In early 2010 the band was discovered by industry executive Dr. Hans Helmut Itzel, who helped the band draw up a strategy for the future and took on the role of patron. Part of the strategy was to replace the previous drummer Andreas Hagen with percussion teacher David Bücherl, who teaches at a well-known percussion school in Europe, Drummers Focus in Munich, from which he had also qualified himself. Guitar player Fritz Hoffmeister, who qualified from the Muenchener Gitarreninstitut, and e-bass and double-bass player Benno Schultheiss, completed the line-up.

Highlights were the concert at the Audi Max at Regensburg University together with the Regensburg University Symphony Orchestra, for which Philippe, at the time a music student at the university, and music director Graham Buckland wrote the orchestral score for the band's songs; plus an appearance at a festival in Clermont-Ferrand 2010.

It was with this line-up that their first well-known debut album “Bartoks Crisis” was recorded.

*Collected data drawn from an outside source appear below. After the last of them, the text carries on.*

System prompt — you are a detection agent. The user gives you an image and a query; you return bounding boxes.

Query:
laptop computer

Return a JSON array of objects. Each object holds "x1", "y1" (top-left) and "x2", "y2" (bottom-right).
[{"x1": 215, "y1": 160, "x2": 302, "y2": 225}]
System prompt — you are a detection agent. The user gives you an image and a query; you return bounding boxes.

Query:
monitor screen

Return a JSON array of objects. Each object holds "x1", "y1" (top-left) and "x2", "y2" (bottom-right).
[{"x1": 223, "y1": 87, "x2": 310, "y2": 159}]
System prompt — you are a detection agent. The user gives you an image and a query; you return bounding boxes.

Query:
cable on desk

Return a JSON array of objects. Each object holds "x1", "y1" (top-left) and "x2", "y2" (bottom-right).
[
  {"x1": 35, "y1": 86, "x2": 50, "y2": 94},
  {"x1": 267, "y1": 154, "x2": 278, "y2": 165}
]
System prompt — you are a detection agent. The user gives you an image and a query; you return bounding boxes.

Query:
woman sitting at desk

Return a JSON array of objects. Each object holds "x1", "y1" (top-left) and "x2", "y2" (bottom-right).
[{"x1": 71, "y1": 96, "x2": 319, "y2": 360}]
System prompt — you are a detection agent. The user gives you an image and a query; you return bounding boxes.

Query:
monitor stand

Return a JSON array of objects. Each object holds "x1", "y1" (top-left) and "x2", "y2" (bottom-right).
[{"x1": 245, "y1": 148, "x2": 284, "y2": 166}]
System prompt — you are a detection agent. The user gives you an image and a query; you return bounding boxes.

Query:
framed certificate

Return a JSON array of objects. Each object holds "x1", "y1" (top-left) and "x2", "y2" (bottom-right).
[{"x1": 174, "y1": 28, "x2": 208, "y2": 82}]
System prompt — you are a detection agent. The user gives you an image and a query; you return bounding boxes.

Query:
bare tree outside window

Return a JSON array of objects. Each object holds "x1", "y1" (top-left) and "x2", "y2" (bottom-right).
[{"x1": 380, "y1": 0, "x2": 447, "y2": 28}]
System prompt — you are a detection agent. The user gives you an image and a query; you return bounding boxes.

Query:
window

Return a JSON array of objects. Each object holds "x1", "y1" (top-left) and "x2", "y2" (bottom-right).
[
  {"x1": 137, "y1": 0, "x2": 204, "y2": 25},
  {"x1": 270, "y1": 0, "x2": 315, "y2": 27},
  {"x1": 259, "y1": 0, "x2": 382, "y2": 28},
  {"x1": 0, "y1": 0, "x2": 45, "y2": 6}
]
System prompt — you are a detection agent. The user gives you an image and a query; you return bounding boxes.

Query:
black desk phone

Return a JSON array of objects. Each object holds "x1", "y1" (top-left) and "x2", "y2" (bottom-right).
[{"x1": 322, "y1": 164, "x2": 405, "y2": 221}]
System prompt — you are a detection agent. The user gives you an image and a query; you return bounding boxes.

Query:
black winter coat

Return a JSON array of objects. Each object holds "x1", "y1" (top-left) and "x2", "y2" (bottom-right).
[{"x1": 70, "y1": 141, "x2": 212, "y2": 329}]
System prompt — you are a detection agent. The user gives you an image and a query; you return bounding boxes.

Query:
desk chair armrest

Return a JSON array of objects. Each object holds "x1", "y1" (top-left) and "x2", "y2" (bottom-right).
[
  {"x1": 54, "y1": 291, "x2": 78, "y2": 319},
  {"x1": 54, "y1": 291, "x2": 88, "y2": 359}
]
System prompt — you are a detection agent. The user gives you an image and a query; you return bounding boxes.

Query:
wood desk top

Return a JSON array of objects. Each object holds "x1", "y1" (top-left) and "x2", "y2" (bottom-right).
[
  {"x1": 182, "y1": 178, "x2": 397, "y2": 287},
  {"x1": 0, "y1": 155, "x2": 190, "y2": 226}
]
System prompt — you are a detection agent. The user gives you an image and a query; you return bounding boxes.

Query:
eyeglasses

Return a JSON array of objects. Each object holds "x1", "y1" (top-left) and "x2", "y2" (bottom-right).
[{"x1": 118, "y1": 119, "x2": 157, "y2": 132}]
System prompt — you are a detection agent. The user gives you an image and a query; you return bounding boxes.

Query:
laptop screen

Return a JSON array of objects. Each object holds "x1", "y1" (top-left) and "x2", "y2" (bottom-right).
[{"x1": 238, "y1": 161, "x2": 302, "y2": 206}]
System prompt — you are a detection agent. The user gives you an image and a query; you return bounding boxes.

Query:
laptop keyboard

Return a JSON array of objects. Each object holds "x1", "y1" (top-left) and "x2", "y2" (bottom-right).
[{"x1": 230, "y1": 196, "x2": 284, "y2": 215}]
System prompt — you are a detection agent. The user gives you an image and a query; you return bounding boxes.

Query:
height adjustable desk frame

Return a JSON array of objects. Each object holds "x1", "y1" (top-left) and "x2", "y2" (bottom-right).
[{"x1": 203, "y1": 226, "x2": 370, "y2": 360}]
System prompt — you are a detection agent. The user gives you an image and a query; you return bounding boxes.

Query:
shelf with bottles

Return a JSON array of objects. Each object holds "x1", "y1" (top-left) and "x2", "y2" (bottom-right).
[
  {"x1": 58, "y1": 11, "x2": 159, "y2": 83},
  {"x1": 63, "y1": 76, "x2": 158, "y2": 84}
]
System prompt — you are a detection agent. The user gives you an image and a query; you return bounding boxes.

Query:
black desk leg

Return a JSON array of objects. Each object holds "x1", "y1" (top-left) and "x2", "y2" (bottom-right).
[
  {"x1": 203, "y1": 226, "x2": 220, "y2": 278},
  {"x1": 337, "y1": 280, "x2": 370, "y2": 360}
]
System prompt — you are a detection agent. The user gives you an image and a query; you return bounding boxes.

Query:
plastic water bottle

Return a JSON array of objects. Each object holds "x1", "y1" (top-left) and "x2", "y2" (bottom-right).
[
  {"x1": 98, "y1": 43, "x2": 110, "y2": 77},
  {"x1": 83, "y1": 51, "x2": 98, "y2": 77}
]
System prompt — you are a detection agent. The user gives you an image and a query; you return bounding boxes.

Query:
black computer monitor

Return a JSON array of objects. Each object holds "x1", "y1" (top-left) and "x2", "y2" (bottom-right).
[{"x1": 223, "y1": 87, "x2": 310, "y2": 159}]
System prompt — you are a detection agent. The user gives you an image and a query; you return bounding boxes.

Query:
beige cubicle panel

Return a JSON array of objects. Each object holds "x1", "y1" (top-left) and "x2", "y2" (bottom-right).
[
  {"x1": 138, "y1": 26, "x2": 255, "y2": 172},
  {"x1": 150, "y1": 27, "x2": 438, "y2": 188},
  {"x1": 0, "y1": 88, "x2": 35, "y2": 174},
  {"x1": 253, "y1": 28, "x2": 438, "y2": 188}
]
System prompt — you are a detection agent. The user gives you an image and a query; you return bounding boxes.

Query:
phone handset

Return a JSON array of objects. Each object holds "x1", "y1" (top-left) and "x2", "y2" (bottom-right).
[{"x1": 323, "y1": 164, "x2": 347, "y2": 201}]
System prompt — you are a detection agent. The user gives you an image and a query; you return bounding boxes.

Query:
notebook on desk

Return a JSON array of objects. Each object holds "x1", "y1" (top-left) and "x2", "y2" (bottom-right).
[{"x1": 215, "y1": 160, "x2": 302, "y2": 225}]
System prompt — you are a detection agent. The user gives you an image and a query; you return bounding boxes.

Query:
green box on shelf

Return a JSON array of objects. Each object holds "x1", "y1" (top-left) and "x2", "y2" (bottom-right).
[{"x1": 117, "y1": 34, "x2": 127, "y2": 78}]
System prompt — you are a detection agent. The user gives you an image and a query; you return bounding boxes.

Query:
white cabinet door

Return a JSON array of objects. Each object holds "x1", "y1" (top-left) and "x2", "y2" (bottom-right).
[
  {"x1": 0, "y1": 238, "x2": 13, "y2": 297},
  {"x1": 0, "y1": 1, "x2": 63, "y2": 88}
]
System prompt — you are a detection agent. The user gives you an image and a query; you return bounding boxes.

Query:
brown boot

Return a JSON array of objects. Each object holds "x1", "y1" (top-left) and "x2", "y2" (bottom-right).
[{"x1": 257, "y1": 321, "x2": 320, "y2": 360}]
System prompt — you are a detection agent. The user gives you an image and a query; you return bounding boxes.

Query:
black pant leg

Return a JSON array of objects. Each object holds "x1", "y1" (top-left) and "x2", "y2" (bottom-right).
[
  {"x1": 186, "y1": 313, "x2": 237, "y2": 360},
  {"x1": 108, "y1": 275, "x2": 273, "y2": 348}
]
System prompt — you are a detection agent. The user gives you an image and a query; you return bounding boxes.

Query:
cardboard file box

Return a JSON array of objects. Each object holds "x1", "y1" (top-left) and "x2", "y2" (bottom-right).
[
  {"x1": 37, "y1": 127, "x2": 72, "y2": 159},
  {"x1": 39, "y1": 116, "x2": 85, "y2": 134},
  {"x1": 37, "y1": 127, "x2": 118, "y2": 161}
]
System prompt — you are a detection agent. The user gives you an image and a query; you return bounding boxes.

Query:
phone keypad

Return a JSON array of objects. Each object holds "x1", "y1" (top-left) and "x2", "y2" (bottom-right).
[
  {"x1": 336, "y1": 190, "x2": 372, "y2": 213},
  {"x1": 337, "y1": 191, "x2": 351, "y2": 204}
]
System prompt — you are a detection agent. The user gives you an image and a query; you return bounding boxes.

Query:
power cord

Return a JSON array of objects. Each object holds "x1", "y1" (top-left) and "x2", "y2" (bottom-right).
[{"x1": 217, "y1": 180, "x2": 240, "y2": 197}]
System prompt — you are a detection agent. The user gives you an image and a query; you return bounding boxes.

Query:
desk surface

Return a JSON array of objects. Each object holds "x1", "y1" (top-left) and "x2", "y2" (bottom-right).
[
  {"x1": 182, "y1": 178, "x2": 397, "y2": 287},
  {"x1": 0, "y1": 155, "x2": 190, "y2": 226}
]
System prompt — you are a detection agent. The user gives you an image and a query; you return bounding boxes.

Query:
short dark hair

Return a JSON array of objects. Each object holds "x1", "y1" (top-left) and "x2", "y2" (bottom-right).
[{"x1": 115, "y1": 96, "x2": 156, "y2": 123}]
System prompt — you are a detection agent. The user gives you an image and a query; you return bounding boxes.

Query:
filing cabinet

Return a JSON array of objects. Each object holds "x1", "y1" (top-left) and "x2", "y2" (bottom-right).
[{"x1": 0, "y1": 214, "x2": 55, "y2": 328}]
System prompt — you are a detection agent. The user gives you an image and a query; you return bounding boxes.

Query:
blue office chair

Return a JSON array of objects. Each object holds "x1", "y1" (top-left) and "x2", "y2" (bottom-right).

Early in 2011 violinist Kathi left the band to dedicate herself to her violin studies, and violinist Agatha Sörgel (“Kitty Power”) joined the ensemble. Following the decision not to allow the acting talents of Philippe to go to waste behind the keyboard any longer but to make him frontman alongside frontwoman Mireille as the “front duo”, pianist Melina Mayer joined the band to take over the keyboard and piano role previously played by Philippe.

Over the course of 2011 there were concerts and cameo appearances – among them the Festival hr3@night, the hr3 Premium Rock Tour, at the Hirsch Nuremberg and other locations around Germany. At some of the performances singer and entertainer Helen Pfaff stood in for Mireille while she was pregnant.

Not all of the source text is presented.